I. 下垂体腺腫の分類
1.機能的分類
機能性下垂体腺腫は.機能性下垂体腫瘍と非機能性下垂体腺腫に分類される。この分類法は臨床で最もよく用いられている。
2.腫瘍の大きさの分類
腫瘍の直径の大きさによって.1cm以下のものを微小腺腫.1~4cmのものを巨大腺腫.4cm以上のものを巨大腺腫と呼びます。
3.生物学的行動の分類
下垂体腺腫には浸潤性下垂体腺腫と非浸潤性下垂体腺腫があります。
II. 臨床的な症状
下垂体腫瘍は.1つまたは複数の下垂体ホルモン分泌過多の臨床症状を示すことがある。また.腫瘍周囲の正常な下垂体組織の圧迫および破壊.ならびに鞍部外への腫瘍の拡大および隣接組織構造の圧迫によって引き起こされる下垂体機能低下症の程度も異なる場合がある。
1. ホルモン分泌過多の症状
(1)PRL腫瘍。女性に多く.無月経.乳房過多.不妊症が典型的な症状である。男性では.性欲減退.インポテンス.乳房の発育.不妊症などが特徴的です。
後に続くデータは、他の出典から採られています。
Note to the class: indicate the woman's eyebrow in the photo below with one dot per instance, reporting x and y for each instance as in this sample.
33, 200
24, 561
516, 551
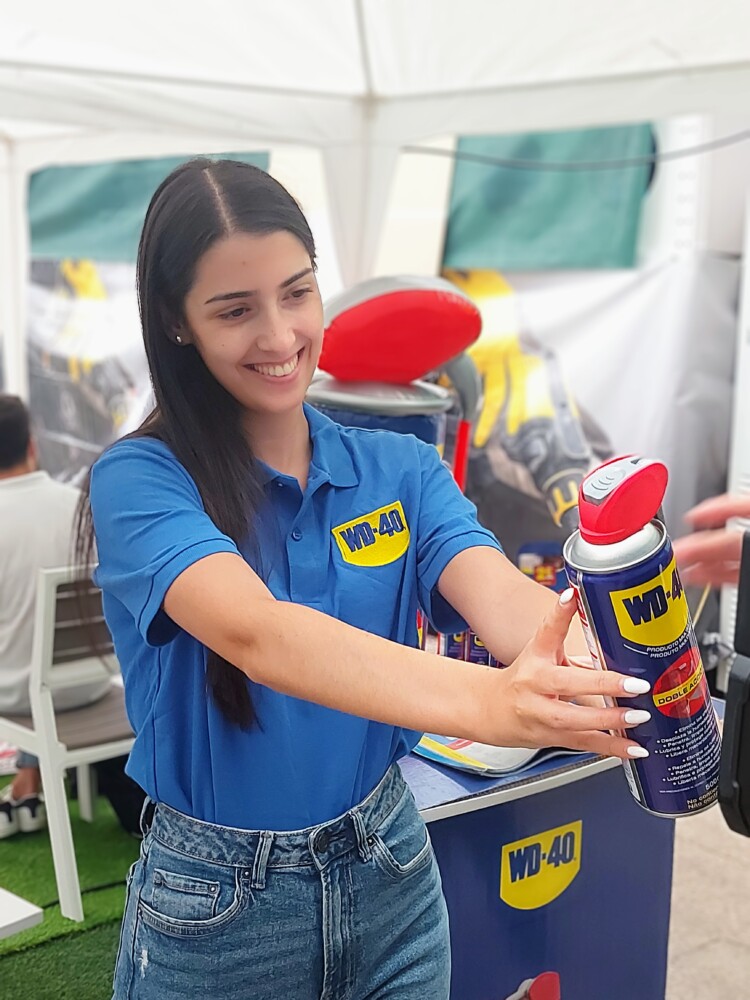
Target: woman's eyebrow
226, 296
(2)GH腫瘍。未熟な患者さんでは過成長.巨人症になることがあります。成人期には先端巨大症の症状として現れます。
(3)ACTH腫瘍。臨床症状としては.求心性肥満.満月様顔貌.水牛背.多血症.紫色の皮膚線.陰毛の増加などが見られる。
(4)TSH腫瘍。まれに.下垂体から甲状腺刺激ホルモンが多く分泌されすぎて.甲状腺機能亢進症の症状が出る。
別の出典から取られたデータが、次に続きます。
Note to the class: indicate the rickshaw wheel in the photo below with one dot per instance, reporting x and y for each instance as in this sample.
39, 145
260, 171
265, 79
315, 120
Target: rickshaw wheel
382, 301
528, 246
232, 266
(5) FSH・LH腫瘍:非常に稀で.性腺機能低下症.無月経.不妊症.精子数減少などを伴う。
2.ホルモン分泌の減少
特定のホルモンの分泌が過剰になり.他のホルモンの分泌を妨げたり.腫瘍が正常な下垂体組織を圧迫してホルモン分泌が減少し.二次性腺機能低下症.甲状腺機能低下症などの症状が現れます。
3.下垂体周囲組織圧迫徴候群
(1)頭痛。腫瘍による鞍間圧力の増加のため.ほとんどの患者に頭痛があり.主に額.後眼窩.両側側頭部に位置し.程度は様々で.断続的に発作が起こります。
(2)視力低下.視野欠損。腫瘍が前上方へ進展して視交叉を圧迫し.その多くは側頭半盲症または両側頭半盲症である。
(3)海綿状静脈洞症候群。腫瘍が側方に発生し.第3.4.6対の脳神経を圧迫し.眼瞼下垂.外眼筋麻痺.複視を引き起こします。
(4)視床下部症候群:腫瘍が上方に発生し.視床下部に影響を与えるため.ぶどう膜炎.睡眠異常.体温調節障害.摂食異常.人格変化などを引き起こす可能性があります。
(5)下垂体卒中:腫瘍内の出血や壊死が原因となることがあります。
発症は急激で.激しい頭痛と程度の差はあれ急激な視力低下が起こります。重症の場合.数時間で失明し.しばしば眼球外筋麻痺を伴い.錯乱.意識障害.頸部矯正.さらには突然の昏睡状態に陥ることもあります。
第三に.治療方法です。
「下垂体腫瘍の治療法には.主に薬物療法.手術療法.放射線療法の3つがあります。
PRL腫瘍を除き.その他の下垂体腫瘍の治療の第一選択は.やはり外科手術です。